# Momentum + Walking On a Boat

1. Oct 14, 2012

### spooky655

A 200 kg canoe lies at rest in the water, near a dock but untethered. Any
friction between the canoe and the water is negligible. A 60 kg man runs along the
dock toward the boat and jumps in, at velocity v = 5 m/s (directed toward the long
dimension of the canoe). The coeﬃcient of friction between his shoes and the boat
ﬂoor is µk = 0.3, µs = 0.5; he slides along the boat ﬂoor and comes to rest relative to
the boat. His 70 kg friend does the same thing, jumping with v = 8 km/s, and with
µk = 0.1, µs = 0.8 (he has diﬀerent shoes).

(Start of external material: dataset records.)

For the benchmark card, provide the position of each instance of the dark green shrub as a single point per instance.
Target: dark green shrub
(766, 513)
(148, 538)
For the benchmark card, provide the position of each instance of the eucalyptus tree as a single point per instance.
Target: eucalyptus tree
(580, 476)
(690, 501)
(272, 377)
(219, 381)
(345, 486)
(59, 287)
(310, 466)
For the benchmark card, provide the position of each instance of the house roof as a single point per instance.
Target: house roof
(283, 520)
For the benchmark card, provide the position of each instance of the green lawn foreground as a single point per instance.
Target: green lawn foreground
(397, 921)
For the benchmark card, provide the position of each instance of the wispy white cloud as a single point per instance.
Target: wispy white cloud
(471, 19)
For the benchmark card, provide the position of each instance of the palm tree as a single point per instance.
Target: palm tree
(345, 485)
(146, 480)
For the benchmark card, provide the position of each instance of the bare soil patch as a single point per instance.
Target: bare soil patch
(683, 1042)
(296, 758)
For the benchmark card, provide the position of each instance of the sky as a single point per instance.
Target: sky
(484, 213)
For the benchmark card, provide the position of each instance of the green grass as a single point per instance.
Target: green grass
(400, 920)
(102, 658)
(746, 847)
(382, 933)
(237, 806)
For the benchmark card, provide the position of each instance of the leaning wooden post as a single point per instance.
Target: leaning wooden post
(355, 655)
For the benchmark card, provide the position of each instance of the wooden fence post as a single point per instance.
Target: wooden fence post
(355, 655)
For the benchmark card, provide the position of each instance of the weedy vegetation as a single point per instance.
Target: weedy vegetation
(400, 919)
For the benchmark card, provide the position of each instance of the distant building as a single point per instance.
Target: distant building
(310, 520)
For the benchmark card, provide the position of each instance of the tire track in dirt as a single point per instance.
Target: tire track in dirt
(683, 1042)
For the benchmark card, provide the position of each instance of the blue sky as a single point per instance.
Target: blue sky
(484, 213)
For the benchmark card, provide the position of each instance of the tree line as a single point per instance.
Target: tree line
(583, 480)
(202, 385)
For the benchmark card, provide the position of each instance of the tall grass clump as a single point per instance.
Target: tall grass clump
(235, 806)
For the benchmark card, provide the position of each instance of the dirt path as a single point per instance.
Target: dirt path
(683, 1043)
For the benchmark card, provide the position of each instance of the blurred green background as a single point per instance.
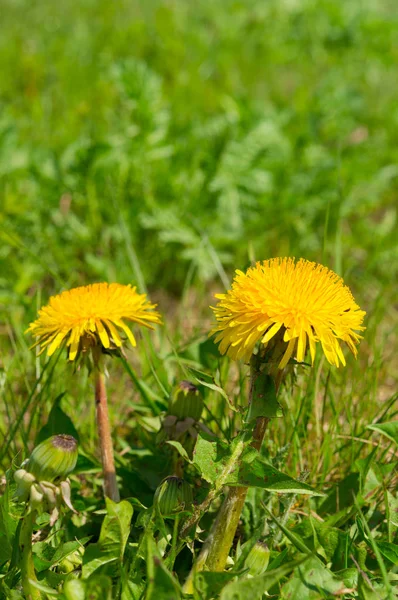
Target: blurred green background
(166, 143)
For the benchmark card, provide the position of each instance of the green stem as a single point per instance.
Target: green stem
(174, 541)
(27, 568)
(216, 548)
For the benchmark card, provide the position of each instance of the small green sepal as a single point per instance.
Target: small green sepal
(54, 458)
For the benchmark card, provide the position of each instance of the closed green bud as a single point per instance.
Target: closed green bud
(173, 496)
(257, 559)
(186, 401)
(53, 458)
(24, 481)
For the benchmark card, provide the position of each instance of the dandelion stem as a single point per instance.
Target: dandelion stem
(28, 574)
(108, 464)
(216, 548)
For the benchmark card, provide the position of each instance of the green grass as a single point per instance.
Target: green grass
(166, 144)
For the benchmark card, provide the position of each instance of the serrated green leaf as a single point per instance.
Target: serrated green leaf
(58, 422)
(312, 581)
(74, 589)
(163, 585)
(209, 456)
(254, 588)
(389, 550)
(264, 402)
(112, 540)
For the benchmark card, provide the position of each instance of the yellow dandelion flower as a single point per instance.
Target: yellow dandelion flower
(303, 302)
(92, 314)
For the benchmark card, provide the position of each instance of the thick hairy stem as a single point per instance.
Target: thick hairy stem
(27, 568)
(215, 550)
(104, 431)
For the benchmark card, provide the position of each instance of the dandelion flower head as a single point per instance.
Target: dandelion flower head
(301, 301)
(90, 315)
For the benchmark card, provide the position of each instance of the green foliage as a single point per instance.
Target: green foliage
(167, 144)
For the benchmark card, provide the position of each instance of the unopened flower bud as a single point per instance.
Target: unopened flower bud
(36, 497)
(53, 458)
(257, 559)
(24, 481)
(186, 401)
(173, 495)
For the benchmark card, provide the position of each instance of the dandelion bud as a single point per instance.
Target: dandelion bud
(36, 497)
(24, 481)
(173, 495)
(53, 458)
(257, 559)
(186, 401)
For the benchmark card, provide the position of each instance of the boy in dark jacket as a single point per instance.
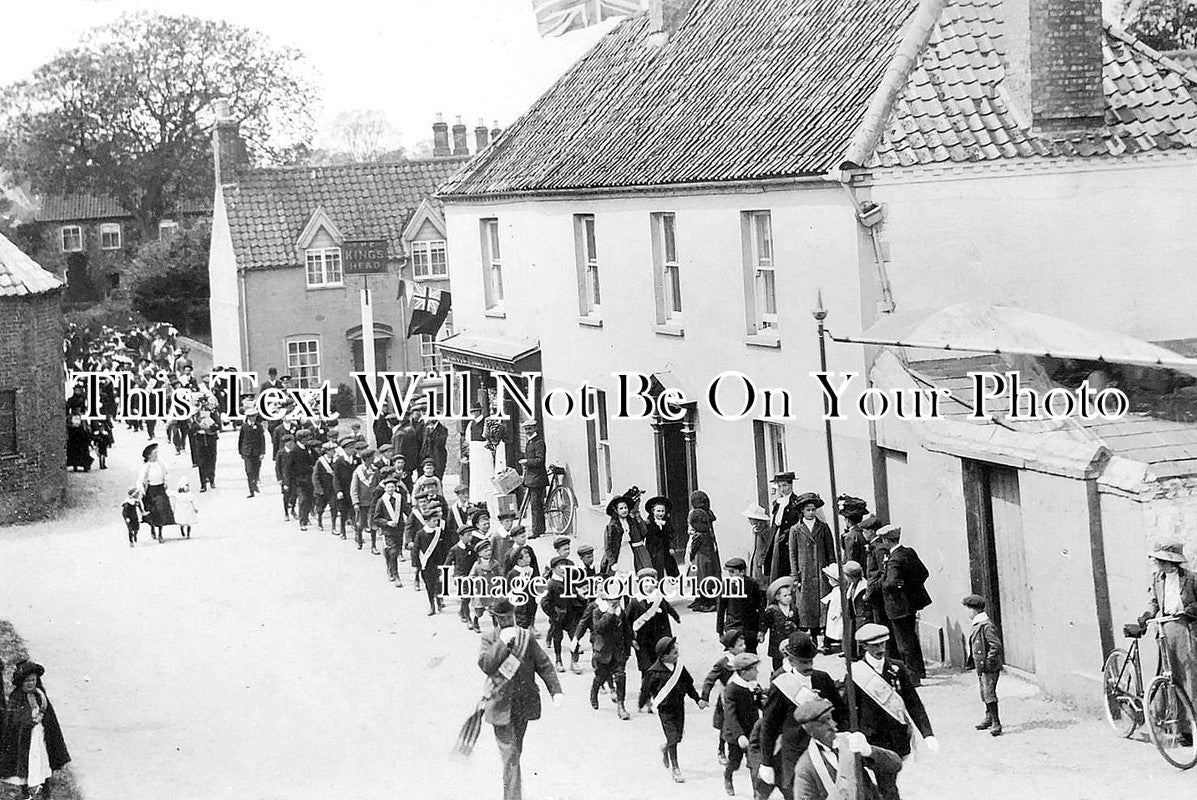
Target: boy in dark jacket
(985, 652)
(741, 709)
(721, 673)
(669, 684)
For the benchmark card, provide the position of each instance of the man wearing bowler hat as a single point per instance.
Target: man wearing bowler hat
(891, 711)
(512, 653)
(1174, 602)
(784, 514)
(535, 476)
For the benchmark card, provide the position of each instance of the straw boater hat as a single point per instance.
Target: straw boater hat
(809, 497)
(873, 634)
(771, 593)
(1172, 552)
(754, 511)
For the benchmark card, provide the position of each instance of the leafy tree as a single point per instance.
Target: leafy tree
(126, 113)
(1162, 24)
(169, 279)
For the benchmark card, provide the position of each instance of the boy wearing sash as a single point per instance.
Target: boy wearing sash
(721, 673)
(512, 659)
(891, 711)
(827, 769)
(779, 738)
(432, 545)
(390, 516)
(669, 684)
(741, 709)
(649, 612)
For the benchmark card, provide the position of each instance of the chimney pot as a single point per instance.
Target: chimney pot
(460, 146)
(441, 138)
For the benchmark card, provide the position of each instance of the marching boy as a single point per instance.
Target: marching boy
(740, 713)
(985, 650)
(721, 673)
(669, 684)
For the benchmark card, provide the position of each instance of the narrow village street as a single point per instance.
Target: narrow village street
(255, 661)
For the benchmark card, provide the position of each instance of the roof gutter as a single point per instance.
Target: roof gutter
(751, 185)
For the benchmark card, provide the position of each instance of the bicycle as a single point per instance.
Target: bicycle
(1165, 707)
(559, 502)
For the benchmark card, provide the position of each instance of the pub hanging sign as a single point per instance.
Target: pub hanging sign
(364, 256)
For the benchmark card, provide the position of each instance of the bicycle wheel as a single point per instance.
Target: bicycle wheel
(1171, 720)
(559, 510)
(1122, 694)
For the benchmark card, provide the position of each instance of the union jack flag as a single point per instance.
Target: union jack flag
(557, 17)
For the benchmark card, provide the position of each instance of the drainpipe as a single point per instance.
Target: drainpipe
(1098, 561)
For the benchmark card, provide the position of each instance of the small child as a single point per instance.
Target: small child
(734, 643)
(740, 713)
(132, 511)
(985, 652)
(184, 507)
(669, 685)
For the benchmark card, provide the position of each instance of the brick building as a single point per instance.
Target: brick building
(90, 241)
(280, 296)
(32, 430)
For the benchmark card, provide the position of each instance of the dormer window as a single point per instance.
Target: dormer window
(324, 267)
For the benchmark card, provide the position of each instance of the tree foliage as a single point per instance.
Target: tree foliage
(127, 111)
(1162, 24)
(170, 279)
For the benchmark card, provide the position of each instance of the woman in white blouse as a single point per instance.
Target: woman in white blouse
(152, 480)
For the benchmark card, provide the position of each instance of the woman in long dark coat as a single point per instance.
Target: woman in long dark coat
(31, 745)
(702, 551)
(658, 537)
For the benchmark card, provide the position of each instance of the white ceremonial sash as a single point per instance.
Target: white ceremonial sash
(668, 688)
(646, 616)
(821, 768)
(432, 545)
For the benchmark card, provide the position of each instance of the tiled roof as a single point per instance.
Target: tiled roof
(19, 274)
(789, 88)
(955, 109)
(741, 91)
(71, 207)
(268, 208)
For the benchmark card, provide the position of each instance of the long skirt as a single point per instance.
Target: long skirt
(37, 768)
(158, 508)
(78, 447)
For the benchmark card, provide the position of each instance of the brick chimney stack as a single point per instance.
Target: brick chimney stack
(441, 138)
(228, 146)
(460, 145)
(1053, 59)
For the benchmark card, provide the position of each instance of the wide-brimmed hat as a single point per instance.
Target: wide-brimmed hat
(754, 511)
(809, 497)
(1172, 552)
(771, 593)
(25, 670)
(873, 634)
(658, 501)
(615, 501)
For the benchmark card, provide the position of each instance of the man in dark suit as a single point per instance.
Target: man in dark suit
(888, 705)
(900, 580)
(535, 478)
(741, 613)
(778, 740)
(511, 655)
(784, 514)
(435, 444)
(816, 780)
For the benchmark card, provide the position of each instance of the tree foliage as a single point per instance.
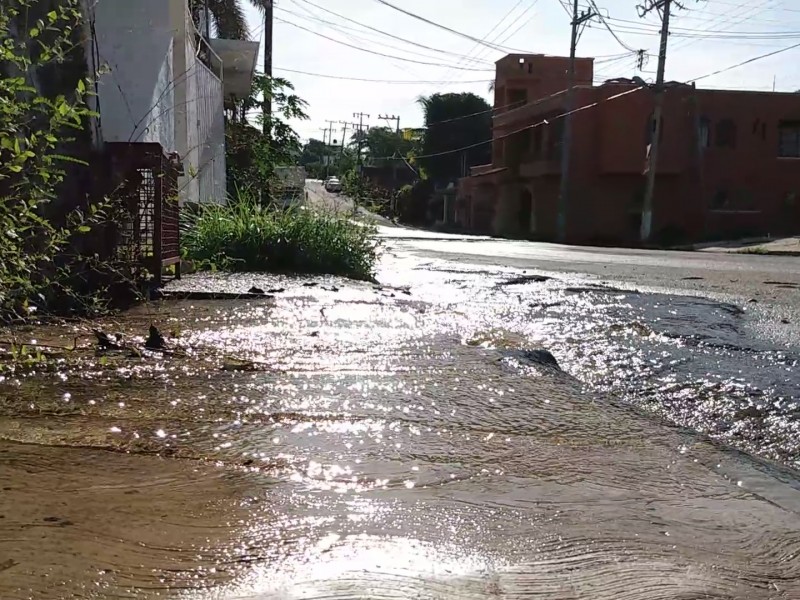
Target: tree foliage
(228, 16)
(383, 142)
(36, 238)
(454, 121)
(251, 154)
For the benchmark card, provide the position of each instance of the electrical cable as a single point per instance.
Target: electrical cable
(419, 62)
(593, 104)
(375, 29)
(607, 26)
(450, 30)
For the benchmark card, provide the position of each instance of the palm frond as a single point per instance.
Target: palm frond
(230, 19)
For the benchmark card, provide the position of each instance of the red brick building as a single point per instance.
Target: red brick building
(729, 161)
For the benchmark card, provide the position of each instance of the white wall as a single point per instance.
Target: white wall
(155, 89)
(134, 44)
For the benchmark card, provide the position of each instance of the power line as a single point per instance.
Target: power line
(356, 38)
(419, 62)
(450, 30)
(491, 31)
(607, 26)
(375, 29)
(392, 81)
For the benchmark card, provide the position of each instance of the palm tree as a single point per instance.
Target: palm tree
(228, 16)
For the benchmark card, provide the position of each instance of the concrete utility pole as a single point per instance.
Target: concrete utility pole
(324, 131)
(360, 137)
(663, 7)
(330, 144)
(267, 60)
(345, 126)
(566, 140)
(387, 118)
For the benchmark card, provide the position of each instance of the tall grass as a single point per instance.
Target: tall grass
(246, 236)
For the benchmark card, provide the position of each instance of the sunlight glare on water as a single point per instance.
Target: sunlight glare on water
(414, 440)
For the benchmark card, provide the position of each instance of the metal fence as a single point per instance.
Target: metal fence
(211, 136)
(145, 181)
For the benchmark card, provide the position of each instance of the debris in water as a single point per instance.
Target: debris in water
(238, 365)
(155, 341)
(105, 342)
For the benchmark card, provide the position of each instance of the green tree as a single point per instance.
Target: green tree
(312, 152)
(45, 254)
(251, 154)
(228, 16)
(382, 142)
(454, 121)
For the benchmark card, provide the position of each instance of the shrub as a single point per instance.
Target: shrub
(41, 136)
(246, 236)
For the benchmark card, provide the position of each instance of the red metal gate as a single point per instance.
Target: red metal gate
(146, 181)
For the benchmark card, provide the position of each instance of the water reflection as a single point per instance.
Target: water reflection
(376, 443)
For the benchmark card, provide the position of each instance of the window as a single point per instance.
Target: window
(726, 134)
(720, 200)
(704, 132)
(651, 130)
(517, 97)
(789, 139)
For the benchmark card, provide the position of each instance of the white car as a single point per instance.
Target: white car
(333, 185)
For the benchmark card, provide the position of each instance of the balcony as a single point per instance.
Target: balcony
(540, 167)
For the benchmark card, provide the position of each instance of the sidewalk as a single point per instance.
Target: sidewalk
(789, 246)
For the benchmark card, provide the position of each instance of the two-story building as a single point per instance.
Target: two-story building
(729, 161)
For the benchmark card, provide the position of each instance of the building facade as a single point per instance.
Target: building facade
(729, 161)
(154, 88)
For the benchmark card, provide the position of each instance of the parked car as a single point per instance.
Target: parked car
(333, 185)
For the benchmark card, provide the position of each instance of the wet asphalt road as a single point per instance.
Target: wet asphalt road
(410, 440)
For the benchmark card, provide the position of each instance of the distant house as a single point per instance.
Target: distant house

After they come to a stop in the boat, a
third person with m = 80kg, who was at the opposite end of the boat, begins to walk
toward them, at v = 2km/s relative to the ground. What is the speed of the boat
(relative to the ground) at this time, when the two jumpers are at rest relative to the
boat, and the third person has begun walking?

Is friction relevant? How do you calculate the final speed?

2. Oct 15, 2012

### haruspex

If this is a homework question, there's another forum for that. Anyway, you should present your own attempt at a solution.
I believe momentum will be conserved.